Photo via Michael R Perry via Flickr CC
Sea lions are having a hard time finding food this spring, and pups are feeling the squeeze. Marine mammal experts report that dozens of sick and hungry sea lion pups have washed up on California shores this winter, many not making it even with the help they get at rescue centers. The Pacific Marine Mammal Center in Laguna Beach alone has treated 27 pups found since December. Only 11 have survived. And researchers are blaming a lack of food. PhysOrg reports that the warming of the ocean due to El Nino has reduced the amount of the sea lions' usual prey of squid and fish. This same rush of starving sea lions happened in 1998, also an El Nino year. However, Guy Oliver from University of California, Santa Cruz goes into more detail, stating that the lack of fish comes from "nn uncoupling of what is called curl upwelling and coastal upwelling -- wind-driven water currents that bring nutrient-rich water to the top" which pushes fish farther offshore, out of the sea lions' usual range.

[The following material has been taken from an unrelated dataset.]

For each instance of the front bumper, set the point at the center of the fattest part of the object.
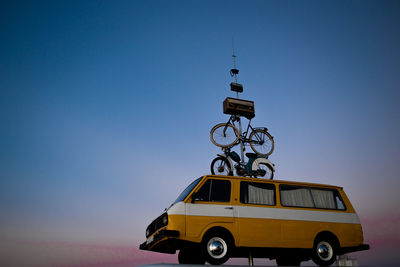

Mercury News reported last month that many yearlings at Año Nuevo Island Reserve had been abandoned by their mothers even though they were too still too young to find food for themselves. Simultaneously, the mortality rate of sea lion pups on San Miguel Island off Santa Barbara shot up from the typical 30% to nearly 80 percent in 2009. Mothers were unable to feed enough to keep themselves alive, let alone nurse their young.
"This is unlike any other year with California sea lions," Oliver said. Without enough food, the yearlings couldn't build up enough blubber, which meant they couldn't keep warm enough to go fend for themselves in the frigid waters.